Elle venait de puiser dans son exaltation et dans l’ardeur de son amour le courage et l’énergie nécessaires pour la lutte.

— Oui, prenez garde ! répéta sir Arthur en se rapprochant d’elle jusqu’à la toucher.

— Ah ! reprit-elle en faisant vivement un pas en arrière, il est donc vrai que sir Arthur Maury bat les femmes ! Pourquoi ne frapperait-il pas la fille après avoir frappé la mère ?

— Malheureuse ! hurla le gentilhomme en levant la main, prêt à briser ce roseau qui lui résistait.

Mais sa fille l’arrêta d’un regard.

— Tenez, lui dit-elle en précipitant ses paroles comme si elles lui brûlaient les lèvres au passage, franchise pour franchise ! sir Arthur, et dans cette scène horrible entre nous, loyauté pour loyauté ! Oui, j’aime cet homme, ce misérable, comme il vous plaît de l’appeler ; je l’aime d’un amour insensé, je l’aime de toutes les forces de mon âme. Savais-je d’abord qui il était, et n’est-ce pas dans votre maison même que je l’ai vu pour la première fois ? Il est trop tard maintenant, je ne puis arracher mon cœur de ma poitrine. Et vous voulez que j’aille ce soir me donner en spectacle à toutes les jalousies de votre monde ! Puisqu’il est mort, laissez-le-moi pleurer et ne me forcez pas à montrer à tous vos amis mes larmes et mon désespoir.
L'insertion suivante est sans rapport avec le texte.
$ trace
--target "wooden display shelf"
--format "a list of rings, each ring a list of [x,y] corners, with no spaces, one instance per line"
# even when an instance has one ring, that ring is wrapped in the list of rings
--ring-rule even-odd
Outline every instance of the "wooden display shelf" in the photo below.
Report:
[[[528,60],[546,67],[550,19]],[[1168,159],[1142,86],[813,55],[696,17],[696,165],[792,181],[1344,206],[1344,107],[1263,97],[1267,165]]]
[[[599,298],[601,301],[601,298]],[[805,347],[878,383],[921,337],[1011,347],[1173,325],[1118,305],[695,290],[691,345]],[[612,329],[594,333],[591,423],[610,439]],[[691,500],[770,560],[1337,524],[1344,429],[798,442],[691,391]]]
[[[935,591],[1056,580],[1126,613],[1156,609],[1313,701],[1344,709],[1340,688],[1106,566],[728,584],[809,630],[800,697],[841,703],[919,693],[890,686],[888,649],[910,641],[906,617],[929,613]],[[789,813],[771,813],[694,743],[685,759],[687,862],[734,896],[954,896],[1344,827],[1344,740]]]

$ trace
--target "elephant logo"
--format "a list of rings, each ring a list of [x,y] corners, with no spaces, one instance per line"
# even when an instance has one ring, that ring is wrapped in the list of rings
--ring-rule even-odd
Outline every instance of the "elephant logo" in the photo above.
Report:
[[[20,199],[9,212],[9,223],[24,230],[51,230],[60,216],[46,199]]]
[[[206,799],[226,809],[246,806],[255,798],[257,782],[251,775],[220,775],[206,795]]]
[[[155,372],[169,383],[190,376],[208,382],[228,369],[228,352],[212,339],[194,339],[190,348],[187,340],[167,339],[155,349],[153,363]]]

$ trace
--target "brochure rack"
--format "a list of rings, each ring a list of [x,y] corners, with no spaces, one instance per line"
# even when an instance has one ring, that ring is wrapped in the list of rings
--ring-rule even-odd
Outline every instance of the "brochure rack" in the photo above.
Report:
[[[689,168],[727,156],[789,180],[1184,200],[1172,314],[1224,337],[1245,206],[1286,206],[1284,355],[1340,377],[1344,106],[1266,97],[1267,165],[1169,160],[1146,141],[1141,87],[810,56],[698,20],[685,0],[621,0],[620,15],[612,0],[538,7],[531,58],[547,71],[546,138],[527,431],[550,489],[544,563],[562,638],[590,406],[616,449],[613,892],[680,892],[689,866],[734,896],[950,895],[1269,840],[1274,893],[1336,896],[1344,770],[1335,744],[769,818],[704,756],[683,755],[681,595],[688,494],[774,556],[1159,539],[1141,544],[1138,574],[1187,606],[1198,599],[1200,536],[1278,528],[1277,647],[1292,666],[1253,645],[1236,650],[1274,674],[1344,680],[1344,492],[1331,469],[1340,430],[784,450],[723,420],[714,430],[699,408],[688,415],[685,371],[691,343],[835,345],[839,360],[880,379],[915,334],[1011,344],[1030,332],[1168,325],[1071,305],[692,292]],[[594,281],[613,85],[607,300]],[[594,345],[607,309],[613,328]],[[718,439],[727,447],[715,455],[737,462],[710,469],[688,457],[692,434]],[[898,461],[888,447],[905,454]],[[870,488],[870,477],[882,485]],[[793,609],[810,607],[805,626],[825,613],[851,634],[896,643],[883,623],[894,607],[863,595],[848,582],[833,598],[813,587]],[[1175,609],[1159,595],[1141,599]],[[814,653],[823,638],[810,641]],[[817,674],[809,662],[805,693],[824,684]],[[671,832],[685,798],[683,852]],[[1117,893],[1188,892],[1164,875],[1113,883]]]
— Non ! mille fois non ! vous m’obéirez !

— Dussiez-vous être assez lâche pour laisser tomber votre main sur moi, je vous l’ai dit, je ne vous suivrai pas, je n’irai pas à ce bal !

— Vous êtes bien la digne fille de votre mère ! dit le colonel, honteux du rôle qu’il jouait et du peu de succès de ses menaces.